Au centre de négoce de Bule, situé en province de l’Ituri, territoire de Djugu, chefferie de Bahema Badjere, la vie reprend progressivement après plusieurs semaines d’affrontements entre les Forces armées de la République démocratique du Congo (FARDC) et les rebelles de la Convention pour la Révolution Populaire (CRP).
Depuis le samedi 31 janvier, certaines activités économiques et sanitaires ont timidement redémarré. Cette amélioration fait suite à une visite conjointe, jeudi dernier, des responsables de la 32ᵉ région militaire des FARDC et de la MONUSCO, venus rassurer une population durement éprouvée par les violences. Sur le terrain, les signes de reprise sont perceptibles, bien que limités.
Dans le centre commercial de Bule, quelques commerces ont rouvert leurs portes, malgré la persistance de la peur chez de nombreux opérateurs économiques. Le grand marché communautaire, autrefois très animé, demeure toutefois fermé. En attendant sa réouverture, certains vendeurs écoulent leurs produits devant leurs habitations, une solution provisoire pour subvenir à leurs besoins.

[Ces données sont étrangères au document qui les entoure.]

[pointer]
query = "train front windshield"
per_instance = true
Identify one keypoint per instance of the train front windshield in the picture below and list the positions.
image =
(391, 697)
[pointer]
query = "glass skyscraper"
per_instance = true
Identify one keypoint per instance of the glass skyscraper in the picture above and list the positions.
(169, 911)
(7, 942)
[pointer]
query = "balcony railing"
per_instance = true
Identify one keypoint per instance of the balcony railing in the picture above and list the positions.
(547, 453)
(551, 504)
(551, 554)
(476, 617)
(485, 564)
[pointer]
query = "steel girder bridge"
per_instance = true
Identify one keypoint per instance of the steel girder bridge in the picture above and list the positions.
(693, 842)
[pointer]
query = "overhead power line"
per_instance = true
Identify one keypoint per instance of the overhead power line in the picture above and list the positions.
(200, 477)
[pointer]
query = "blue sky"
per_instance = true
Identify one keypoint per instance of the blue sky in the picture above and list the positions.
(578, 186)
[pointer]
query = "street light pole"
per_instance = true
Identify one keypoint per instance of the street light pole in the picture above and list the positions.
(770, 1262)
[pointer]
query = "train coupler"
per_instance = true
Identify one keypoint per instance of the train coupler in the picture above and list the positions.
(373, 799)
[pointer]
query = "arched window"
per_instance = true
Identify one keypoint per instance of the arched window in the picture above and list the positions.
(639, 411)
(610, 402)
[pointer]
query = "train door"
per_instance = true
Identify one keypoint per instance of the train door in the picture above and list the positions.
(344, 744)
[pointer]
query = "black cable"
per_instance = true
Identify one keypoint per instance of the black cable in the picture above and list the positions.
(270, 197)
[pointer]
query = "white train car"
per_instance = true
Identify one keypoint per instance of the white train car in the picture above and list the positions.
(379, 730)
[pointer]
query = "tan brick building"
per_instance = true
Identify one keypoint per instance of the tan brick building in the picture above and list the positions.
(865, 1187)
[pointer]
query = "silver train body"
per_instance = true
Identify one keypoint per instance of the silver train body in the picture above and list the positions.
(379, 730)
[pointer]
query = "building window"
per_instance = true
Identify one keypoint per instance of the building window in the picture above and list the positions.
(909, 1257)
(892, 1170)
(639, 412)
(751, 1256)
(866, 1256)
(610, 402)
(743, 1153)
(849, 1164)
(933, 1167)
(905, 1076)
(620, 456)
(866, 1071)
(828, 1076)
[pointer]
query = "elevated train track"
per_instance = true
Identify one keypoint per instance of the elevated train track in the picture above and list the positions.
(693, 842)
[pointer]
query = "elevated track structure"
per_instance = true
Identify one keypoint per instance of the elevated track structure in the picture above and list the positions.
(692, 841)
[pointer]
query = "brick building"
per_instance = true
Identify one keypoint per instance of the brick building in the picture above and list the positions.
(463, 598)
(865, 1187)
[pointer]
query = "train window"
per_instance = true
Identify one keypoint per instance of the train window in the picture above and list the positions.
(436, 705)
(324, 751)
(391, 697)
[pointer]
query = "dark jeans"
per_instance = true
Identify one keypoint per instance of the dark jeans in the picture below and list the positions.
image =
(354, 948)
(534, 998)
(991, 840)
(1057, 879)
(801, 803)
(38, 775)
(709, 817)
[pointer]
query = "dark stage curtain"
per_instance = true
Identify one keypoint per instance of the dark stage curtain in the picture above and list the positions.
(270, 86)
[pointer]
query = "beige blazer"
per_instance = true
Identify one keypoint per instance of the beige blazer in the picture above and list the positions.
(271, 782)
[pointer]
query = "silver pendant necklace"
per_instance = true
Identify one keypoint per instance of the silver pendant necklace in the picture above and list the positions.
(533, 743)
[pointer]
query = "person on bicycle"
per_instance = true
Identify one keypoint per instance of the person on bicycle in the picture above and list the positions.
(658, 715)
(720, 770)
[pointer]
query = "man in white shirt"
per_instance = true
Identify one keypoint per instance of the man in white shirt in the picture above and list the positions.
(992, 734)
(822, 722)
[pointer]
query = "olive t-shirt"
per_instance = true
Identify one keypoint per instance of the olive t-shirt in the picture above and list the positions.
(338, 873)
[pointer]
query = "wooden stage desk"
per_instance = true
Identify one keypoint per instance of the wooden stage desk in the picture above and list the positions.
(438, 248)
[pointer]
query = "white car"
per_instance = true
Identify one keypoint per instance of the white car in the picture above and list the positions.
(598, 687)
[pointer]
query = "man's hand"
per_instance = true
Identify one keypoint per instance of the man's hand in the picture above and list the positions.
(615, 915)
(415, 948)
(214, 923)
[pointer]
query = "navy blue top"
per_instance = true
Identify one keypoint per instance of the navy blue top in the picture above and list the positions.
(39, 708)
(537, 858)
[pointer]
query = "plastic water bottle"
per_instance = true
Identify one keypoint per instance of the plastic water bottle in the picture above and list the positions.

Un autre signal encourageant est le retour progressif des personnes déplacées. Après plus d’un mois d’exil, certaines familles commencent à regagner leurs domiciles. Près de 100 000 personnes, réfugiées à la base militaire ougandaise ou sur le site des déplacés de la plaine de Savo, à Bule-centre, envisagent désormais un retour prudent.
Sur le plan sanitaire, le centre de santé de Bule a repris ses activités et accueille de nouveau des patients, mettant fin à une longue période marquée par l’absence de soins de base. Dans le secteur éducatif, la reprise des cours est annoncée pour la semaine prochaine. Des réunions entre autorités scolaires, enseignants et parents ont déjà eu lieu pour préparer cette rentrée.
Malgré ces avancées, des inquiétudes subsistent. La forte présence des FARDC et de la MONUSCO, bien qu’ayant permis un retour relatif au calme, est perçue par certains habitants comme une militarisation excessive de leur cadre de vie, freinant le retour de plusieurs familles.
La société civile locale salue l’amélioration sécuritaire, tout en appelant les autorités à renforcer progressivement la présence de la police nationale, jugée plus rassurante pour la population, afin de garantir une stabilité durable.
À Bule, l’espoir renaît, mais la situation sécuritaire demeure fragile et étroitement surveillée.